Your right, they really are stunning.


----------



## SinisterKisses (Feb 24, 2004)

Hey now, all I want is one solo male  Don't rain on my parade, lol.


----------



## Leviathan64 (Sep 23, 2007)

Maybe we can work together :thumb: Eventually he'll cave to pressure.


----------



## TheFishGuy (Apr 21, 2005)

I'm not so sure guys, I might wait a long long time before getting rid of any of them. I'd like one maybe two pair then a big male for the display tank.... After that the war can begin for the remaining 15


----------



## SinisterKisses (Feb 24, 2004)

Yeah, see...15, and all I want is ONE male!


----------



## TheFishGuy (Apr 21, 2005)

Well, if i could sex them at an inch I'd be glad to send you one... but I can't seem to sex them at 12" ! :lol:


----------



## SinisterKisses (Feb 24, 2004)

Lol fair enough I suppose. You'll figure it out as they grow, and then I'll be in business


----------



## TheFishGuy (Apr 21, 2005)

Well, if I run with the theory of the one who grows the fastest out of a group of twenty is more than likely a male... I could send you that one... Then another male should rise up after that one's gone...


----------



## SinisterKisses (Feb 24, 2004)

There ya go, see? Valid logic to me


----------



## sselraven (Jun 17, 2007)

Sup fish guy?
How are the little fellows doing ?
I have another batch like 500 comming up 
Thats a part of the batch


----------



## sselraven (Jun 17, 2007)

FishGuy they are from Pink pair they just dont have pigment on it yet here are the parents

Father










Mother


----------



## SinisterKisses (Feb 24, 2004)

Son of a...they're everywhere except anywhere near HERE!


----------



## sselraven (Jun 17, 2007)

If you were in US i had a male that i didnt know what to do with it and i sold it for $35 guy picked it up like 5 days ago 
But you know what my trucks go to Vancouver 
FishGuy how did you liek the delivery?


----------



## TheFishGuy (Apr 21, 2005)

Delivery was borderline drug deal! :lol: It worked perfect...

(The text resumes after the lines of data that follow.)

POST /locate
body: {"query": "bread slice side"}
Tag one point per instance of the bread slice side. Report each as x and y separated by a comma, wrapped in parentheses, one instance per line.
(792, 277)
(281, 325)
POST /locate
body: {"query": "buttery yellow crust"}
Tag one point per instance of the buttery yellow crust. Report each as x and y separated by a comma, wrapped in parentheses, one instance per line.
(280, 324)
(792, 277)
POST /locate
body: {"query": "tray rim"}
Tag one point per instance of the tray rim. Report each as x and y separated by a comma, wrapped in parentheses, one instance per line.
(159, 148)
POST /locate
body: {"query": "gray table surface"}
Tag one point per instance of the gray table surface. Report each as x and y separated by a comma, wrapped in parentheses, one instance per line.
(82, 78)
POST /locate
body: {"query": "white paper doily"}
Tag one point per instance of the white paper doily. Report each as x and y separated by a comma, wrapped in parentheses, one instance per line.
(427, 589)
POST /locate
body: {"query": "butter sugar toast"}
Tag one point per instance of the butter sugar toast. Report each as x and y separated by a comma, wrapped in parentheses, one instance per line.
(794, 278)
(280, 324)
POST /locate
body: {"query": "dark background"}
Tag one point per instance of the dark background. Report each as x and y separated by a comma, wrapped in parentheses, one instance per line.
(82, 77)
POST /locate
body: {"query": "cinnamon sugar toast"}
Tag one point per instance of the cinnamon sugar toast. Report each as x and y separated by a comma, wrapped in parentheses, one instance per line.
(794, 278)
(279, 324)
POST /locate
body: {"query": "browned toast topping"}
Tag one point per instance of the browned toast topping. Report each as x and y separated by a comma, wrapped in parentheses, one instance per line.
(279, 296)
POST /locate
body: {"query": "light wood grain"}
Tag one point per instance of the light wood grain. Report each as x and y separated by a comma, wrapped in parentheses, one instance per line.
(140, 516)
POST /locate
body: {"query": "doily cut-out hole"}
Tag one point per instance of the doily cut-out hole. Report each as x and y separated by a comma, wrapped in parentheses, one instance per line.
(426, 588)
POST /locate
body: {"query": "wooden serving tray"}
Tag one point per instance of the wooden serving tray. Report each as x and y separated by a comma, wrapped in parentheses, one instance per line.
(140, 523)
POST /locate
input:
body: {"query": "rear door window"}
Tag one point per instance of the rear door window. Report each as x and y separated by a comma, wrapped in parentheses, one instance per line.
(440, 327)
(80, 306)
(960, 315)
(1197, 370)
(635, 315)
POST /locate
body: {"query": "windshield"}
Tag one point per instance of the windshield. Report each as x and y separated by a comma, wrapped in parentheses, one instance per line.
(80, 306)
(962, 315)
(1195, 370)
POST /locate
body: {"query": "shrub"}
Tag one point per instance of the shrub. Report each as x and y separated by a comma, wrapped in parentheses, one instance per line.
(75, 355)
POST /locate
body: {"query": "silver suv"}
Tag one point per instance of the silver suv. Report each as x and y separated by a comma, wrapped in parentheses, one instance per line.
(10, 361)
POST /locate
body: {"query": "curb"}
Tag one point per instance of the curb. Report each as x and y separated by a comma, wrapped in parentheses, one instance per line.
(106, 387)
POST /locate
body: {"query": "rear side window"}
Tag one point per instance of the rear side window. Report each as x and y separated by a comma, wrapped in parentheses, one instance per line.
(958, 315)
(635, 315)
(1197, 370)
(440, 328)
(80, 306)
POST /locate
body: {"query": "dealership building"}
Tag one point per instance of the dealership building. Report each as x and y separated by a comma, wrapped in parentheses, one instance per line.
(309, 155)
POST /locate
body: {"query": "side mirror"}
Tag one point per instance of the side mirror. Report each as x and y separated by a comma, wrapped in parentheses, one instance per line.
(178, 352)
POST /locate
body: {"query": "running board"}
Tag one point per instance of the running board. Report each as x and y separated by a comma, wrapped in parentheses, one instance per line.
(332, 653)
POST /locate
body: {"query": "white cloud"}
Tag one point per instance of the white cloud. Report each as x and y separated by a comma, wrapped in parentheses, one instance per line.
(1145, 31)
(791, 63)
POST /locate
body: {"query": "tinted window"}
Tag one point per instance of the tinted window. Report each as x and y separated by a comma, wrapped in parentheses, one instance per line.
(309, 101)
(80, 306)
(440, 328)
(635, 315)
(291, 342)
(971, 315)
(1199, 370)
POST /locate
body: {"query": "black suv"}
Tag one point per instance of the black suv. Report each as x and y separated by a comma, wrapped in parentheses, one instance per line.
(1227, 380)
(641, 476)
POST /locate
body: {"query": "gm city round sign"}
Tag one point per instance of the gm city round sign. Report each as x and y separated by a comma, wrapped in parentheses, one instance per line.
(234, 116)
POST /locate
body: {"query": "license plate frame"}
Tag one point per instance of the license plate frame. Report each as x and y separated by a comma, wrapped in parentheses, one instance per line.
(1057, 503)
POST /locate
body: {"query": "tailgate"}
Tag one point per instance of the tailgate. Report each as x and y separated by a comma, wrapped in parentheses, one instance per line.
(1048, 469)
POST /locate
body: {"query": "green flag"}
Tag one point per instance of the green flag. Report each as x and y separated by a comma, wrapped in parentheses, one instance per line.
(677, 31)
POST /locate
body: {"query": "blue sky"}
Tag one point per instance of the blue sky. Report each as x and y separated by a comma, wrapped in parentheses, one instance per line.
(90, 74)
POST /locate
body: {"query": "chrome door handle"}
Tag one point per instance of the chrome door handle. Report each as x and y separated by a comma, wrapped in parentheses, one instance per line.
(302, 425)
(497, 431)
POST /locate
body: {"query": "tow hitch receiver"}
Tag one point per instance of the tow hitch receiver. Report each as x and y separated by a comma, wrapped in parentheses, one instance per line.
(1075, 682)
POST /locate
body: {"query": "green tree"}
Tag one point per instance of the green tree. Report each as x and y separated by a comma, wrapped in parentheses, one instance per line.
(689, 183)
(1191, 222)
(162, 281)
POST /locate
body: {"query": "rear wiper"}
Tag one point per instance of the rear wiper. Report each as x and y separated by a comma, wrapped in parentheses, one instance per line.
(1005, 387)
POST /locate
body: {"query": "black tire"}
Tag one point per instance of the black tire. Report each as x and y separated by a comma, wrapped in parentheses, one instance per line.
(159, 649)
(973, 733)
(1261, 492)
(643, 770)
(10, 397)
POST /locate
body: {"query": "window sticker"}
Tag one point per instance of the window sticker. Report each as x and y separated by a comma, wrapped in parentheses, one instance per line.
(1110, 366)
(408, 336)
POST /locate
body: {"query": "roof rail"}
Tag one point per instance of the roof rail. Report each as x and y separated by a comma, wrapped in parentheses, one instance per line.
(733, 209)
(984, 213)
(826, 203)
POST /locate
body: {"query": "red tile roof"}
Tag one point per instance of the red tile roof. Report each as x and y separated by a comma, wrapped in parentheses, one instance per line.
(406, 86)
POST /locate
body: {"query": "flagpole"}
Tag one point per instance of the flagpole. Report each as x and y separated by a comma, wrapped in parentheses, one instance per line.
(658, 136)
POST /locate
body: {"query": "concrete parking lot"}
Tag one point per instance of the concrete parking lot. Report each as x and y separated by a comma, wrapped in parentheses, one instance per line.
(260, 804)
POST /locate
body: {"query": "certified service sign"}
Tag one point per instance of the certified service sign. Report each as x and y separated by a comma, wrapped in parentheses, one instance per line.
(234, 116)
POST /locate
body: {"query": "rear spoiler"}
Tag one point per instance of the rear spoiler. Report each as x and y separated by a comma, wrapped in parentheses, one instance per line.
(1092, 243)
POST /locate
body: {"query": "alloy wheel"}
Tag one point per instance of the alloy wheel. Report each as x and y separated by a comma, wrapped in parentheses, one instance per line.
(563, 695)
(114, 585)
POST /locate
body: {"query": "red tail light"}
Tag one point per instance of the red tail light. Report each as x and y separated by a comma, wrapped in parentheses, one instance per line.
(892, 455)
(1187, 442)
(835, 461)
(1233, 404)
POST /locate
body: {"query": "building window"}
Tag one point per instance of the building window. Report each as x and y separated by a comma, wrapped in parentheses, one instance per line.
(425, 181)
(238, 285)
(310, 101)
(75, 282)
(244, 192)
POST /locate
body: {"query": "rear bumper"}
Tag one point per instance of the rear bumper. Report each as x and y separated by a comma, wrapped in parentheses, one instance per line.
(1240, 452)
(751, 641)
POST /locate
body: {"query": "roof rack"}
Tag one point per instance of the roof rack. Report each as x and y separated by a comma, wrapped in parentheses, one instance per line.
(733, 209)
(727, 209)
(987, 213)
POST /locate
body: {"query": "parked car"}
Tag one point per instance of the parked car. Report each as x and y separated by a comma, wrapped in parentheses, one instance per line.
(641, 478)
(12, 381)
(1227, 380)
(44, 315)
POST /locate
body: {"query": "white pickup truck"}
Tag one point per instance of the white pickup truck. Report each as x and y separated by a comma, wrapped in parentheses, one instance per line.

Are you saying the ones I have are pink?


----------



## sselraven (Jun 17, 2007)

yes they are


----------



## SinisterKisses (Feb 24, 2004)

Those don't look like the pinks I've seen pictures of...then again, they don't really look like the blues, either.

Scrap this plan. I need a blue male.


----------



## BlackShark11k (Feb 16, 2007)

SinisterKisses said:


> Those don't look like the pinks I've seen pictures of...then again, they don't really look like the blues, either.
> 
> Scrap this plan. I need a blue male.


Probably like midas/red devil the yellow/pink color comes with age.


----------



## TheFishGuy (Apr 21, 2005)

Ok, the ones sselraven pictured sure don't look like pinks to me... Pinks are... well... pink...

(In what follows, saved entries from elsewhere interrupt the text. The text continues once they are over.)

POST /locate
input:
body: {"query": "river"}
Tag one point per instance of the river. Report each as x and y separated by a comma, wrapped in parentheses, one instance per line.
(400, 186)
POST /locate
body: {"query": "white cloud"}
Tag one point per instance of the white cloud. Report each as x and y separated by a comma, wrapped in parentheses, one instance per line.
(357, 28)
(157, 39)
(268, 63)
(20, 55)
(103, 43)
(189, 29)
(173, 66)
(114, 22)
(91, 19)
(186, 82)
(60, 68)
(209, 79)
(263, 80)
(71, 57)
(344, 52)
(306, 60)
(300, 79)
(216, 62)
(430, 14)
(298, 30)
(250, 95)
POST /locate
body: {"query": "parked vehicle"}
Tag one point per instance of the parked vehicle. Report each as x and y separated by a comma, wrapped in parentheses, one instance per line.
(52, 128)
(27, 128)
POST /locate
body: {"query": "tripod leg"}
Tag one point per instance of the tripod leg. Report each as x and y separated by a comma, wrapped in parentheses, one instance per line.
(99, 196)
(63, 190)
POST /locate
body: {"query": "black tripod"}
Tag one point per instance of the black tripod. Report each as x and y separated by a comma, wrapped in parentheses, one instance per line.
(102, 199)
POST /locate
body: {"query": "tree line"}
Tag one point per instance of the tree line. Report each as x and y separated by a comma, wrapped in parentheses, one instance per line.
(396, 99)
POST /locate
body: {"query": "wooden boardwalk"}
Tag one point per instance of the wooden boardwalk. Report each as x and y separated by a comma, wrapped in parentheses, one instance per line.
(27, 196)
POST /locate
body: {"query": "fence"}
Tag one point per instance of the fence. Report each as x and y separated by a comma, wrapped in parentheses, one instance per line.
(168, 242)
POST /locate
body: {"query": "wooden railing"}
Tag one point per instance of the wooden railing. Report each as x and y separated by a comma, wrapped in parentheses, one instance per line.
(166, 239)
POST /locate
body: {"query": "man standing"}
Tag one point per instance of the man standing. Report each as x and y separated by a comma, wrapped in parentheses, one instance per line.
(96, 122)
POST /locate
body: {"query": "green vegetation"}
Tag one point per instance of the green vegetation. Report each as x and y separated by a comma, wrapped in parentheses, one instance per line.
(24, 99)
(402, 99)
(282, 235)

The ones sselraven pictured don't look as intensly colored as SK's on the previous page but they look like common fens to me...

Here's a pink in this thread:
http://www.cichlid-forum.com/phpBB/view ... enestratus


----------



## SinisterKisses (Feb 24, 2004)

Yeah, that's what I think of when I think pink fenestratus. I don't have any personal experience with the pinks, but to my understanding it's something they're like almost from the get-go?

The ones pictured also look very elongated to me?


----------



## TheFishGuy (Apr 21, 2005)

I had pinks along long time ago... They were always pink... I know that when Jwipples spawn they get all crazy with black splotches coming and going... I never saw that or remember that when I had mine...

I see what you're talking about with the elongatedness but I guess that really doesn't bother me much... :fish:


----------



## StillaZilla (Aug 22, 2008)

Lake Erie?????? :lol: British Columbia, Canada is a long long way from Lake Erie.


----------